C'était demi-mensonge que d’affirmer à l’Anglais que la jeune femme se trouvait veuve d’un membre de la bande, par ailleurs sergent de la garde nationale. Veuve, elle l’était réellement, mais d’un tout jeune officier de la police secrète. Remarquée par Gréville à l’enterrement de son époux, elle repoussa son offre de travailler pour le service et devint – car cela aussi était la vérité – bouquetière.
Après quelques mois, elle fut lasse qu’on s’intéresse davantage à son corps et à son joli minois qu’à ses bouquets si bien qu’elle s’en vint trouver Gréville lequel, n’ayant point varié, la recruta aussitôt dans la police secrète.
Elle se prénommait réellement Léonore et le nom de feu son époux, Letessier, n’était point inventé: mêler le faux et le vrai constituait une, parmi bien d’autres, des méthodes de travail du policier d’élite.
– Eh bien, ton vieil Anglais, citoyenne?
– Soixante-trois ans, ce n’est point si vieux.
– Surtout lorsqu’on en a soi-même vingt-cinq!… répondit ironiquement Gréville.
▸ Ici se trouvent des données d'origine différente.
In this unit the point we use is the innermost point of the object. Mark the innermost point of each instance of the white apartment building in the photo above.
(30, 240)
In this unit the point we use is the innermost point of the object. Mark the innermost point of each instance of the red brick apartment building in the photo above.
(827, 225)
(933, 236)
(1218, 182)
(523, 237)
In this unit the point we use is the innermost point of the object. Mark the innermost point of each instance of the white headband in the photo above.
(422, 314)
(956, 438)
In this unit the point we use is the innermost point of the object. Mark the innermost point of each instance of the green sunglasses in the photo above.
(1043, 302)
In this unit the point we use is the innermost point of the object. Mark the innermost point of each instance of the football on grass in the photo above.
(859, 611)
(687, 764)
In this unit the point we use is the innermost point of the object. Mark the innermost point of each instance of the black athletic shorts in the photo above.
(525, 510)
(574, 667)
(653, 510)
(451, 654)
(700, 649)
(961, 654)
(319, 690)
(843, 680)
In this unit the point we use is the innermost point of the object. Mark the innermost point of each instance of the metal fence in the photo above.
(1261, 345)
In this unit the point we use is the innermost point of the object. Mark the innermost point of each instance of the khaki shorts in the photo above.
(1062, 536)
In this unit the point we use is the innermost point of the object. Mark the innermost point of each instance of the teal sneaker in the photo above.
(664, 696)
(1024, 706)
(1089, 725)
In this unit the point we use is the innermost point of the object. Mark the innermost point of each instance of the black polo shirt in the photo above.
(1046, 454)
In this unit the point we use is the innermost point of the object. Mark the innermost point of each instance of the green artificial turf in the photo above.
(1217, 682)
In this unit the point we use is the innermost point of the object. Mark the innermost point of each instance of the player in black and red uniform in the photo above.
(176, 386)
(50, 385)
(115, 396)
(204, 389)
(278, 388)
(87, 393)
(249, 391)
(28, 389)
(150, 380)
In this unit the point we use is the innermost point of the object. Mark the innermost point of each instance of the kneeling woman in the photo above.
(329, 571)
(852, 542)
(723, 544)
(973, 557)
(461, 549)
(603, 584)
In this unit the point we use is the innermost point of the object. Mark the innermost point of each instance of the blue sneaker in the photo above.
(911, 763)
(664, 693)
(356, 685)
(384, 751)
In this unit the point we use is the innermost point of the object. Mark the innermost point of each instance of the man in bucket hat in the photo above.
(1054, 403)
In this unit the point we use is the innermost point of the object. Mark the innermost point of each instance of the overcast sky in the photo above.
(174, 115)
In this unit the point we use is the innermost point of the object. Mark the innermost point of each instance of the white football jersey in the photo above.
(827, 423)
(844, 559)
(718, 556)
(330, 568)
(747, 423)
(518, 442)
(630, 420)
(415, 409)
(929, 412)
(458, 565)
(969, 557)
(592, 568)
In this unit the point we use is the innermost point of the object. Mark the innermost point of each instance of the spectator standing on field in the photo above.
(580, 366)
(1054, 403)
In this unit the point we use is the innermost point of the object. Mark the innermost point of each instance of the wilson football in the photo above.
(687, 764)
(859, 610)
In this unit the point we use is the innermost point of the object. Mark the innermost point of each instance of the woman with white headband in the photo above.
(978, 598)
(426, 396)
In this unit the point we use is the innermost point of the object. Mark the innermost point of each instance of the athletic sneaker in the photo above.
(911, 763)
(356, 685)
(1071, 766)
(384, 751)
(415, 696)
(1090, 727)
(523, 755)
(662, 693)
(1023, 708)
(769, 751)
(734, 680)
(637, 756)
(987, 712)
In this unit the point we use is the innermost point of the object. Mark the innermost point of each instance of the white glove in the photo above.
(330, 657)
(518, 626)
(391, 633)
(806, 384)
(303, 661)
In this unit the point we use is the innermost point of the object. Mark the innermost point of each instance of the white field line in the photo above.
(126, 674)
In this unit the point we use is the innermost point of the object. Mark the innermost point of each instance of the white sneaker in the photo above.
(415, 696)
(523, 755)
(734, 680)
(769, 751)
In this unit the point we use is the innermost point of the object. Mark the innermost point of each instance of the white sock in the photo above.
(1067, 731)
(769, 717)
Un bref silence s’installa et Gréville, voyant ce qui se dessinait sous ses yeux, décida de s’amuser encore un peu car son humeur, en harmonie avec la magnifique journée de printemps, oscillait entre une joie diffuse et un optimisme solidement ancré dans sa nature.
– Mange-t-il toujours autant?
La jeune femme réprima un soupir:
– Un peu moins. Et je l’emmène aux bains publics, l’oblige à marcher et, sauf lorsqu’on soupe, à boire du thé plutôt que de la bière ou du vin. Il maigrit et doit acheter des pantalons et des culottes plus étroits.
– Diable, ne nous le change pas trop cependant ou nos agents le perdront de vue tout de bon.